What is necessary is that the reasons are clear and explicit so as to indicate that the authority has given due consideration to the points in controversy." (emphasis added) Thus, it is not necessary to give detailed reasons. It depends upon the facts and circumstances of each case. From Ext. P8 it is clear that the Registrar has considered the allegations against the committee and the reply submitted by the committee. He also considered the two reports of the Assistant Registrar under S.66 of the Act. According to the Registrar, the grounds mentioned therein clearly proved the circumstances that existed for superseding the committee.

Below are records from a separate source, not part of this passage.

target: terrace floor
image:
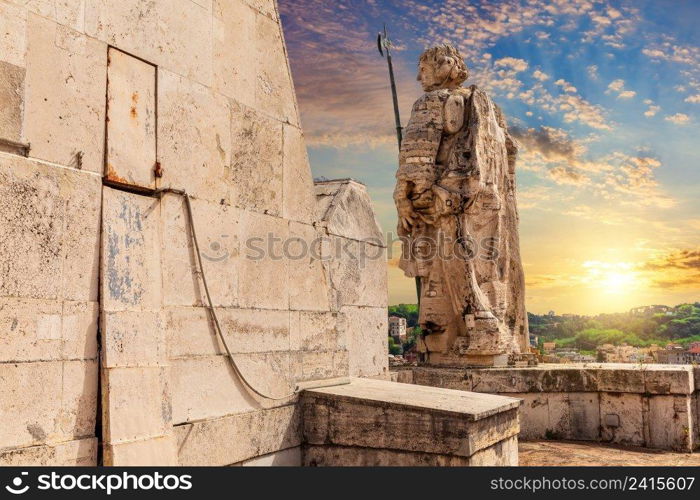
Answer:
[518,441,700,467]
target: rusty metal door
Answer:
[105,47,156,189]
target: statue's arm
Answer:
[394,92,444,232]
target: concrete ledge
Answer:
[413,363,695,394]
[408,363,700,452]
[301,379,520,465]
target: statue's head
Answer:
[418,44,469,92]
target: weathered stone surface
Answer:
[165,307,295,358]
[212,0,257,109]
[238,446,301,467]
[0,361,97,448]
[0,2,27,67]
[238,212,290,309]
[314,179,386,246]
[170,354,291,424]
[338,306,389,377]
[291,349,350,382]
[24,14,107,172]
[302,379,519,457]
[101,187,161,311]
[104,435,177,467]
[394,45,529,366]
[0,438,97,467]
[0,61,24,142]
[323,236,388,310]
[0,154,101,301]
[255,15,298,124]
[102,311,167,368]
[0,298,98,362]
[284,222,334,311]
[175,405,301,466]
[162,195,240,307]
[645,396,694,453]
[85,0,212,85]
[105,47,157,189]
[158,69,231,203]
[102,366,172,445]
[289,311,347,351]
[230,101,283,216]
[283,125,316,224]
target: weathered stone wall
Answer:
[404,364,700,452]
[0,0,387,465]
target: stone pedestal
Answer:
[301,379,520,466]
[404,363,700,452]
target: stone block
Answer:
[85,0,212,85]
[238,212,289,309]
[102,367,172,445]
[102,311,167,368]
[0,61,25,142]
[508,393,548,440]
[255,15,296,124]
[0,361,97,448]
[284,222,334,311]
[289,311,342,351]
[158,69,231,203]
[302,379,520,457]
[314,180,386,247]
[338,307,389,377]
[174,405,301,467]
[0,2,27,68]
[24,14,107,172]
[292,350,350,382]
[212,0,257,108]
[171,355,289,424]
[162,195,240,307]
[0,154,101,301]
[640,365,695,394]
[101,187,161,312]
[0,297,98,362]
[469,436,518,467]
[104,435,177,467]
[166,307,290,358]
[322,236,388,310]
[0,438,97,467]
[239,446,301,467]
[226,101,283,216]
[302,445,474,467]
[647,395,694,453]
[600,393,645,446]
[283,125,316,224]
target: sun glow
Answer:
[584,261,640,294]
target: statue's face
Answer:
[418,57,459,92]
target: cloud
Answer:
[495,57,528,73]
[664,113,690,125]
[605,78,637,99]
[532,69,549,82]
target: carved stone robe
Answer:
[395,86,529,366]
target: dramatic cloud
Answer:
[664,113,690,125]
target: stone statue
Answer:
[394,45,529,366]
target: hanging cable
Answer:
[154,188,300,401]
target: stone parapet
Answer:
[301,379,520,466]
[408,363,700,452]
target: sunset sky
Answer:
[278,0,700,314]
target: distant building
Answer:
[389,316,406,343]
[630,305,673,316]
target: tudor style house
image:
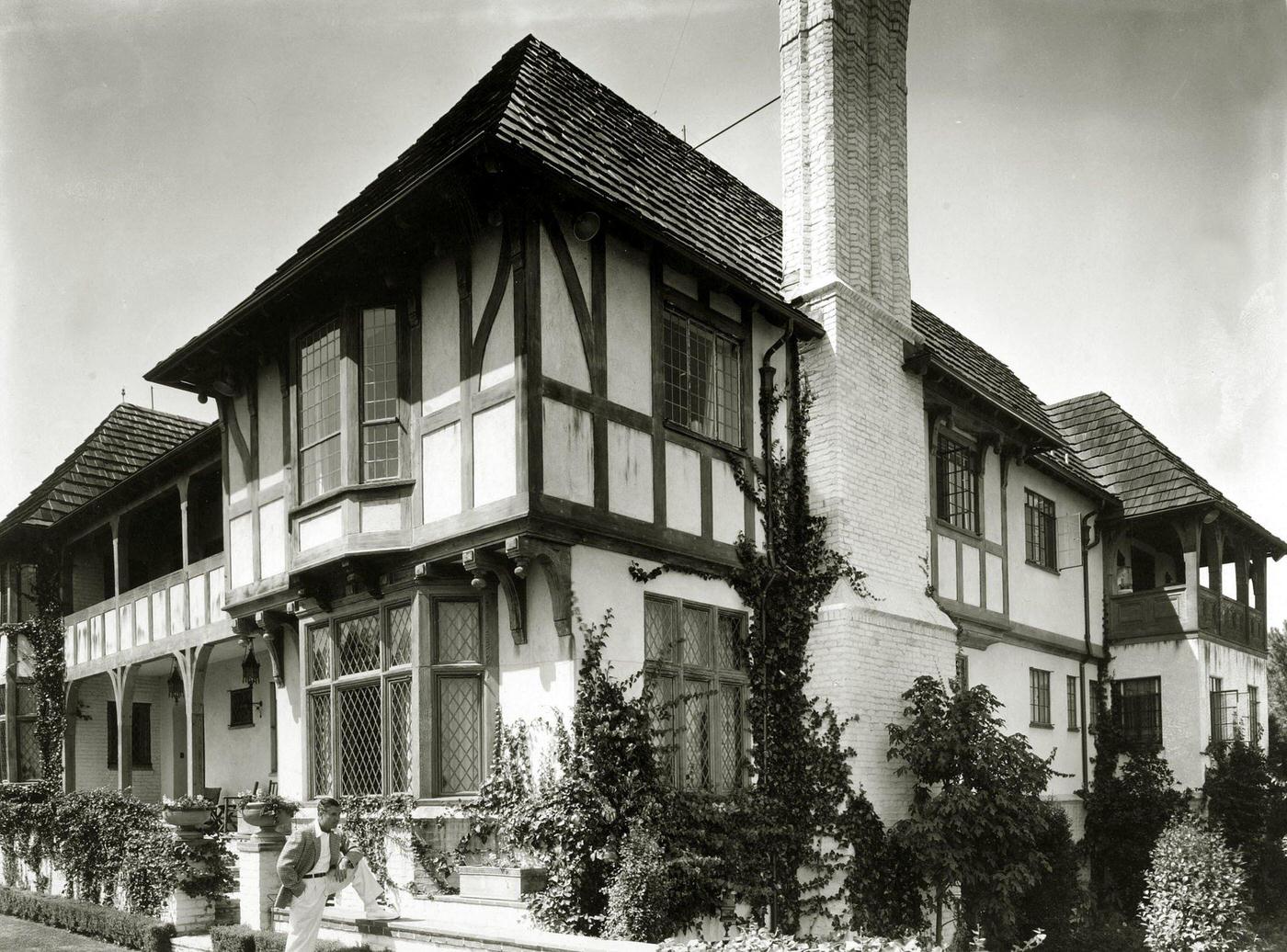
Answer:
[0,0,1287,890]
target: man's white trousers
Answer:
[286,859,383,952]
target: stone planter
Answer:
[162,807,210,840]
[241,800,295,843]
[456,866,546,901]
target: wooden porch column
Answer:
[1174,516,1202,631]
[0,631,18,782]
[175,644,213,797]
[179,476,190,569]
[63,681,80,794]
[108,663,139,791]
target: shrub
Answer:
[1140,814,1249,952]
[1081,746,1188,916]
[210,925,370,952]
[0,887,174,952]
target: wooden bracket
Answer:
[461,550,528,644]
[340,559,383,598]
[505,535,572,638]
[255,611,289,687]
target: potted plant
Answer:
[241,791,300,831]
[161,797,216,839]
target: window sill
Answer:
[290,477,416,516]
[1023,559,1061,578]
[663,419,746,457]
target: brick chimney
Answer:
[779,0,956,820]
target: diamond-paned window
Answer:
[337,615,380,678]
[644,595,746,792]
[306,604,418,797]
[662,303,741,447]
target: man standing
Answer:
[277,797,398,952]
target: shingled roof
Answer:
[0,402,216,535]
[145,35,792,382]
[1048,392,1287,552]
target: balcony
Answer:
[63,553,233,681]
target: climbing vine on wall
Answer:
[7,548,67,785]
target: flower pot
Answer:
[241,800,295,843]
[161,807,210,840]
[456,866,546,901]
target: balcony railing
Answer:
[1198,588,1267,651]
[63,553,228,668]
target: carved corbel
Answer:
[505,535,572,638]
[255,611,289,687]
[461,550,528,644]
[340,559,383,598]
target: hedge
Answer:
[0,887,174,952]
[210,925,370,952]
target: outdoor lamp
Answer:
[242,640,258,687]
[165,662,183,704]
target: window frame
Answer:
[1023,486,1059,572]
[290,304,411,505]
[302,598,417,800]
[1112,674,1165,750]
[1029,668,1054,727]
[644,593,750,797]
[934,432,984,537]
[654,303,747,451]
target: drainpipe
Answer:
[1077,507,1103,791]
[759,318,795,930]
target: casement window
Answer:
[1210,678,1239,743]
[0,678,41,781]
[1023,489,1059,569]
[1247,685,1260,743]
[644,595,746,792]
[107,701,152,771]
[305,605,413,797]
[1113,678,1162,749]
[662,303,741,447]
[228,687,255,727]
[1029,668,1054,727]
[934,435,978,534]
[296,308,402,502]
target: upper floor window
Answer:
[1029,668,1054,727]
[662,305,741,447]
[297,308,399,502]
[934,436,978,533]
[644,595,746,792]
[1112,678,1162,747]
[1023,489,1059,569]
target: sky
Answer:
[0,0,1287,624]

Hence, it cannot be said that the Registrar did not apply his mind and he did not state any reasons for superseding the committee. 12. Besides, one of the grounds stated in the notice for supersession is that the managing committee failed to conduct the annual general body meetings from 1991 onwards. In the reply notice, it is not stated that such meeting were conducted. On the other hand, what is contended is that subsequent to the receipt of the notice, arrangements have been made to conduct meetings. Under S.29 of the Act, it is mandatory that a general body meeting of a society shall be held once in a year. It is, interalia, for the purpose of approval of the budget and for consideration of the audit report and the annual report. From the reply of the managing committee, it is clear that no such meeting had been conducted. This means that neither the budget nor the audit report was placed before the annual general body meeting for the last three years. According to us, this it self is sufficient for superseding a committee, since it is the duty of the managing committee to place the budget and the audit report before the annual general body meeting. In the result, we set aside the judgment of the learned single judge, allow the appeals and dismiss the Original Petitions.